Inscrite dans une série d’expositions consacrées à la présentation de travaux (parfois en cours) d’artistes en résidence de postproduction au Centre Photographique d’Île-de-France, la troisième édition de Les Précipités nous offre, jusqu'au 17 juillet, le regard singulier de trois photographes : Marina Gadonneix, Marie Quéau et Silvana Reggiardo.
Vue de l'exposition Les Précipités # 3 (détail: vue de l'exposition Entre la plume et le marteau)
© Aurélien Mole
Sur une proposition commune, Marina Gadonneix et Marie Quéau s’unissent dans un dialogue photographique sans conflits. A l’instar du titre de l’exposition [Entre la plume et le marteau] qui fait référence à la théorie sur la chute des corps de Galilée, cette union – si elle peut sembler paradoxale – instaure une conversation homogène sur la part de fiction qu’il y a dans la représentation du réel. Les similarités formelles et les intérêts conceptuels de leur travail photographique constituent avec justesse la cohérence de leur accrochage. Réunies autour d’un monde abandonné au mystère, Marina Gadonneix et Marie Quéau présentent une suite d’images composées d’objets, de vues et de formes dont le contexte semble troubler la narration. La carcasse d’une construction énigmatique capturée par Marie Quéau côtoie une image (Sans titre (tornade), 2015) de Marina Gadonneix dans une correspondance formelle subtile.
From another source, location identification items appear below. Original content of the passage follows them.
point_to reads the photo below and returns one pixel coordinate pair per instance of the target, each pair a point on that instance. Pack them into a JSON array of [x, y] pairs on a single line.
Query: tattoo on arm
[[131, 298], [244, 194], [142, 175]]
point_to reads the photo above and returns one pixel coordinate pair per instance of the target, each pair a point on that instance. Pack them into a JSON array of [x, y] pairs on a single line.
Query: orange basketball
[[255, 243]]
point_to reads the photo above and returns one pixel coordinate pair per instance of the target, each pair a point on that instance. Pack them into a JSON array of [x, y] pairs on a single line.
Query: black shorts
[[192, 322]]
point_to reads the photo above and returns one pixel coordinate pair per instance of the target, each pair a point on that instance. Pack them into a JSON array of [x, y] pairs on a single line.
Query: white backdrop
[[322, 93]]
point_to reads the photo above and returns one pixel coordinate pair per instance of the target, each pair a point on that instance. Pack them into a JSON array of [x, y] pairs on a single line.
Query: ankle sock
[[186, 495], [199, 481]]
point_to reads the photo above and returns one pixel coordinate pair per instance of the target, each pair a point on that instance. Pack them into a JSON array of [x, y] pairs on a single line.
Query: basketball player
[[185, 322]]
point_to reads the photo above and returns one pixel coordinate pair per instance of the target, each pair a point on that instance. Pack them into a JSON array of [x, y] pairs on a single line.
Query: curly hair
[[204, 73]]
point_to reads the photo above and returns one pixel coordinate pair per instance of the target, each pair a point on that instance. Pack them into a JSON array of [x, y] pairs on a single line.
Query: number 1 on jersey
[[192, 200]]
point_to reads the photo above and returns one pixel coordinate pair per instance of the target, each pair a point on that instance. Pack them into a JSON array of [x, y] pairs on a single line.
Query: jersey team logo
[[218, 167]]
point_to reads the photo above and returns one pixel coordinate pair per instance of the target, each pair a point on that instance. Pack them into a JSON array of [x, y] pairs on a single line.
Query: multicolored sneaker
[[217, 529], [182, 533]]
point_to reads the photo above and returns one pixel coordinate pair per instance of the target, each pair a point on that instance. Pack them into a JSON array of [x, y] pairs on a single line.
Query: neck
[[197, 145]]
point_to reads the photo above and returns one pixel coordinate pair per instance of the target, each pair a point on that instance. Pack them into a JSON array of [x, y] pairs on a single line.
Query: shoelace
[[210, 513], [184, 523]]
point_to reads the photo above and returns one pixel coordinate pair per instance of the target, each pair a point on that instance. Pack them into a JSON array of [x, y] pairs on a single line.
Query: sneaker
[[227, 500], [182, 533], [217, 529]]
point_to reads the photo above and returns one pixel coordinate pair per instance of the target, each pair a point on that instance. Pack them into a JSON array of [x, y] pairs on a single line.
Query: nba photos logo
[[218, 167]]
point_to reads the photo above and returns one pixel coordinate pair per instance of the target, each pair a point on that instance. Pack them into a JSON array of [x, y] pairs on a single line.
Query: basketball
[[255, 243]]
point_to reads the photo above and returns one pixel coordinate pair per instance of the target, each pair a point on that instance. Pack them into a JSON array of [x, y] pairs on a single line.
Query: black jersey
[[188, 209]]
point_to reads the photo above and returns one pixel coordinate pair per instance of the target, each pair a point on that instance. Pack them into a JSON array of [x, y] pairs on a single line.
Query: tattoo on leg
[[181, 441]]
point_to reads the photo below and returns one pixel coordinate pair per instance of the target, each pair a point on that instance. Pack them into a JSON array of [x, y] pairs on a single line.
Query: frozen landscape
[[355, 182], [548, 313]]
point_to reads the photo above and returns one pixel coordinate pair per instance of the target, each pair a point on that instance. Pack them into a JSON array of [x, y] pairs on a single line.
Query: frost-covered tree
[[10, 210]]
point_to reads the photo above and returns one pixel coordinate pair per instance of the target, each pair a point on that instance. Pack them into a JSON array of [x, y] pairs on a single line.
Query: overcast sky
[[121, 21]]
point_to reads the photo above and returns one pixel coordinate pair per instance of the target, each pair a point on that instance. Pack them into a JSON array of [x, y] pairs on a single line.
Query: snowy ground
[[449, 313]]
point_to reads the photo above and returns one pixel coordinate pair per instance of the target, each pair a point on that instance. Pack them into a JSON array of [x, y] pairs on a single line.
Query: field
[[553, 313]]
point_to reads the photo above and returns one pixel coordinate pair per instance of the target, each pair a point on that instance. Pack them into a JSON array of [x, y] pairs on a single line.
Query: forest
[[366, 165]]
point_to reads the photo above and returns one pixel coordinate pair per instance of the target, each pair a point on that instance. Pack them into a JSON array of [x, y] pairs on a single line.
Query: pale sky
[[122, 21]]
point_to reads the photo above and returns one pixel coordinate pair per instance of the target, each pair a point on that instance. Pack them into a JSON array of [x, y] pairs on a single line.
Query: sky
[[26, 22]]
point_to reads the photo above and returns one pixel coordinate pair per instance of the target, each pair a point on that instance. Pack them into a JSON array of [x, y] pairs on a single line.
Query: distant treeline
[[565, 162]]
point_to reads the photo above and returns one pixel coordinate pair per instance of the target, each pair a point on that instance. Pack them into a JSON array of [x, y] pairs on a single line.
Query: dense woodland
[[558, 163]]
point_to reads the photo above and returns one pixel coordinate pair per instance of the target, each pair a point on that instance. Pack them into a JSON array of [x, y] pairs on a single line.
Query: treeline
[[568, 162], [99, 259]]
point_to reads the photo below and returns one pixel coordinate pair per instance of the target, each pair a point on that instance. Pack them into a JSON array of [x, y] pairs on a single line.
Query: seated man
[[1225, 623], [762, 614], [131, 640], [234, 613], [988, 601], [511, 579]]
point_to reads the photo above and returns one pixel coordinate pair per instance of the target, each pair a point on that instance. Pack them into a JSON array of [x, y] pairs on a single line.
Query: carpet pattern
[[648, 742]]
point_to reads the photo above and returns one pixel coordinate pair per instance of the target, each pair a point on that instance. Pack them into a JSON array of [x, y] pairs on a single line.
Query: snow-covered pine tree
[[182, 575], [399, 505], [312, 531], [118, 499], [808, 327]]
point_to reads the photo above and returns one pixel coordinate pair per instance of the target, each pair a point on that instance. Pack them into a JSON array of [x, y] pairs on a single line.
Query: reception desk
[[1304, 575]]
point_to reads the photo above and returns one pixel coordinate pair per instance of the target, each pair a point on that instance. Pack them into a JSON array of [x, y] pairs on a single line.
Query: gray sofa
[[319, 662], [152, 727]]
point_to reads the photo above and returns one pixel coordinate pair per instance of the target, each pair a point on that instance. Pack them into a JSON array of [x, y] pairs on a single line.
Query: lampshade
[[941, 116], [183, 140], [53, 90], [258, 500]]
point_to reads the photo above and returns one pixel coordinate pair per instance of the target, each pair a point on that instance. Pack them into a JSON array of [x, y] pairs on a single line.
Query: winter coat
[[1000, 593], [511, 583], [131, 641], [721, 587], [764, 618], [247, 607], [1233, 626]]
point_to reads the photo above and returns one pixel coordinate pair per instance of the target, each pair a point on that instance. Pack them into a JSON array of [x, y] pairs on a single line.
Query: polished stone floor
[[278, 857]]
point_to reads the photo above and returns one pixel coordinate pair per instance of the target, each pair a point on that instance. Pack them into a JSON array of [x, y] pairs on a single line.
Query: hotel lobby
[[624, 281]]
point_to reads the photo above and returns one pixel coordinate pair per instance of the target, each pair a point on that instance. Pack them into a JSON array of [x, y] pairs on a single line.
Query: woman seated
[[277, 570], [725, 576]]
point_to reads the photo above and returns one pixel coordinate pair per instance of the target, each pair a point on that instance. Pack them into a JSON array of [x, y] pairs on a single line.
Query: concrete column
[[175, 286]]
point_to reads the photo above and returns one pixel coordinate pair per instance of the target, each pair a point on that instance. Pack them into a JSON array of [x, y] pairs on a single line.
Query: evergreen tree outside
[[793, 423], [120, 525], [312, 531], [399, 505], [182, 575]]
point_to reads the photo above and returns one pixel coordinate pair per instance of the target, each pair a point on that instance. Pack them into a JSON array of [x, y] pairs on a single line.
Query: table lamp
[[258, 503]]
Un univers composé des incertitudes scénaristiques de la science fiction, une des sources dans laquelle vient puiser l’art de Marie Quéau, habité par une tension qui oscille entre réalité et illusion. Le travail de Marina Gadonneix est gorgé de ce glissement temporel et cette instabilité de vérité. En témoigne ses images extraites de la série Phénomènes, retranscriptions d’un lyrisme inquiétant des laboratoires comme lieu d’expérimentation. Pour la photographie Sans titre (foudre) l’artiste semble s’être immiscée dans un lieu d’expérience où sont reproduits des phénomènes naturels tels que la foudre. Dans un jeu d’échelle toujours troublant, elle questionne la construction de la représentation et ses imparables leurres.
Sans titre, extrait de la série Odds and ends, 2013 © Marie Quéau
Isolée dans un espace tout aussi grand et lumineux, Silvana Reggiardo dévoile un ensemble d’œuvres photographiques intitulé Effet de Seuil. Le titre de cette proposition d’un travail toujours en cours d’élaboration évoque l’instant où la surface sensible, imprégnée de lumière, révèle l’image photographique. L’exposition propose ainsi une variation de clichés que l’artiste a constitué au fil de ses errances urbaines. Ce paramètre presque imperceptible révèle une collection de vues fragmentaires d’architectures vitrées (vitrines, baies vitrées, fenêtres, etc) entre figuration et abstraction. Fascinée par les jeux optiques de la transparence et de ses imperfections (tâches, traces, dépôts, reflets, etc), l’artiste dresse un nuancier de verres chargé d’images à la lecture trouble. Renforcées par la luminosité du lieu et par le choix volontaire de verres qui ne sont pas antireflets, certaines photographies semblent à peine se révéler : un paramètre qui fait sens mais qui accentue aussi le sentiment de frustration du spectateur face à son propre reflet.